T H I R T Y - N I N E

3.1K 184 57
                                    

Prawie zapomniałam, że dziś środa 😱

To było dość głupie, co robiłam, ale zdecydowałam się iść na te cholerne wyścigi, na które zaprosił mnie Hedges. Byłam po pracy, aktualnie było jakoś koło północy i dobrze wiedziałam, że będę jutro tego żałować, ale nie przejmowałam się. Jednak byłam tam na neutralnym gruncie, bo nie zamierzałam łamać prawa, ścigając się, ani też zamykać nikogo za jego złamanie.

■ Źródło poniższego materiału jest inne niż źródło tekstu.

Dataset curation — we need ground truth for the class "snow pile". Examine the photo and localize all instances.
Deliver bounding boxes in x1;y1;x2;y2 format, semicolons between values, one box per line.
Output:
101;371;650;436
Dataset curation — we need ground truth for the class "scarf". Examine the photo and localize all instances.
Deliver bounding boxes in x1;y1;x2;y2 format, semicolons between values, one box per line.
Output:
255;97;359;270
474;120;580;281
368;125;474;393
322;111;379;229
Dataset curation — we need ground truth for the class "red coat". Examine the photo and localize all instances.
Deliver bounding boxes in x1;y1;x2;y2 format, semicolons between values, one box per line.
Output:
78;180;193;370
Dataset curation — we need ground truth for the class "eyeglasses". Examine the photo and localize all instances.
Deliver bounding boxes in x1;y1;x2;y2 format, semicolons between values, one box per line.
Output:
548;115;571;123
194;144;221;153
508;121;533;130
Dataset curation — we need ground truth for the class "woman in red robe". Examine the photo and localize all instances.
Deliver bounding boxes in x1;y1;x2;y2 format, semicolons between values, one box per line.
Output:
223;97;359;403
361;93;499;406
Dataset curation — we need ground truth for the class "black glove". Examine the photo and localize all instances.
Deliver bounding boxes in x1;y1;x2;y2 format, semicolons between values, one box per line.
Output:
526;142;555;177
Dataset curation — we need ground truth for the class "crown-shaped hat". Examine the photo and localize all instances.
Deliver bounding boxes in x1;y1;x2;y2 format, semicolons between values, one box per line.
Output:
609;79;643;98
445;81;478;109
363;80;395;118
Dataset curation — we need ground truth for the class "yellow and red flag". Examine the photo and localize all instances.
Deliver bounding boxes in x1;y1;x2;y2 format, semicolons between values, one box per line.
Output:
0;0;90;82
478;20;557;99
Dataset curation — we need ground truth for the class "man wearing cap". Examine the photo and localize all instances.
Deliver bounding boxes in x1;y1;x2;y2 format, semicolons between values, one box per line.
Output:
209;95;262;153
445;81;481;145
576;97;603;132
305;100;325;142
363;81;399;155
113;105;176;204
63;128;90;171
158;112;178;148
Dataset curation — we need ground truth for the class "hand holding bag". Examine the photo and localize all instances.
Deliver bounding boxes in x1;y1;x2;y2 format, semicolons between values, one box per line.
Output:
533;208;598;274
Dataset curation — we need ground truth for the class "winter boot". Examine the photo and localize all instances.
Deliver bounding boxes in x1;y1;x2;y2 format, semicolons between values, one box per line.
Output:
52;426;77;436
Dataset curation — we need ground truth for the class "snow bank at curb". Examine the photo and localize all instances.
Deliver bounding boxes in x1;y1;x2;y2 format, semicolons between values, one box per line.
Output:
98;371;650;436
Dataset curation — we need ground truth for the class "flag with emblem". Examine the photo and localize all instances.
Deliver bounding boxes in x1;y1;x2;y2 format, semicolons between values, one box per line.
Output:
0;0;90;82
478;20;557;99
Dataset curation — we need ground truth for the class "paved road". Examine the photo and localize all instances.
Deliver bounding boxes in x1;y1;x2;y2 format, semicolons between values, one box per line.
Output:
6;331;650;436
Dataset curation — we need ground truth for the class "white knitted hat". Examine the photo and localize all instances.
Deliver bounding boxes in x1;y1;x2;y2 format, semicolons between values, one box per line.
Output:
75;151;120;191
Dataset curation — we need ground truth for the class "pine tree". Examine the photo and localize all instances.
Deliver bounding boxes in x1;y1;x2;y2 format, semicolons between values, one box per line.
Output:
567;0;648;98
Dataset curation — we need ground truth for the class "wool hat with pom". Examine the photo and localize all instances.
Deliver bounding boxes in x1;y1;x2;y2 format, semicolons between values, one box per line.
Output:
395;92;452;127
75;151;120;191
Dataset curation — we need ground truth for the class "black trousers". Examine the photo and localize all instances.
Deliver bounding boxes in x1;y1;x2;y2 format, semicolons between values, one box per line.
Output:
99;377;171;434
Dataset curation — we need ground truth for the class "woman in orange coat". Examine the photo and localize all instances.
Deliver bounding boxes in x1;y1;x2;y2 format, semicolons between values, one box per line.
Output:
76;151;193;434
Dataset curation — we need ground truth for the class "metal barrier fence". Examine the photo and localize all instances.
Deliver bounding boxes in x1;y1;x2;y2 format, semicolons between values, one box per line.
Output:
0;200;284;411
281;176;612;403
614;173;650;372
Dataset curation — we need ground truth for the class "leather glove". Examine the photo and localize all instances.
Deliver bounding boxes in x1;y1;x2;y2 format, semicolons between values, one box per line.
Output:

Po prostu zwykły obserwator, z czystej ciekawości.

Wjechałam na teren wyścigów, czując się tak podekscytowana tym wszystkim i gdy tylko zobaczyłam te piękne samochody, moje obawy o to, czy dobrze robię, po prostu zniknęły. Zaparkowałam sobie obok innych aut i wysiadłam z wielkim bananem na twarzy. Odparłam się o maskę i obserwowałam otoczenie.

- Nazwisko. - usłyszałam obok, więc popatrzyłam na jakiegoś chłopaka, który kierował te słowa do mnie.

- Na cholerę ci moje nazwisko, skoro nie biorę udziału?

- Albo powiesz, albo wyjazd stąd - zirytował się.

- Hej, hej, spokojnie Trix, znam ją - rzucił znajomy mi głos i kurwa, naprawdę cholernie się zdziwiłam, kiedy zobaczyłam Arthura. Tak, tego pieprzonego kutasa z mojej klasy. - Co ty tu robisz? - spytał, odchodząc trochę na bok.

- Mogłabym zadać to samo pytanie - warknęłam.

- Jesteś pieprzonym psem, wyjazd stąd zanim ktoś to zwęszy i mam nadzieję, że w ramach wdzięczności przemilczysz fakt, że tu jestem - rzucił poważnie, a ja się roześmiałam.

- Gówno mi możesz zrobić, bo nigdzie się nie ruszam. - prychnęłam.

- Nexy, posłuchaj mnie do chuja, jeżeli ktokolwiek dowie się, że jesteś z FBI, to cię po prostu zabiją - odparł. - O nie, idzie pogromca Waszyngtonu, jeżeli on coś zwęszy to jesteś martwa.

- Rudzielec jednak się zjawił. - usłyszałam głos Hedgesa, więc odwróciłam się z uśmiechem, a on przytulił mnie na przywitanie. - Mam nadzieję, że nie przyjechałaś służbowo?

- Nie no, po prostu nie mogłam się powstrzymać, ale będę tylko oglądać, wiesz, że nie mogę nic więcej - westchnęłam.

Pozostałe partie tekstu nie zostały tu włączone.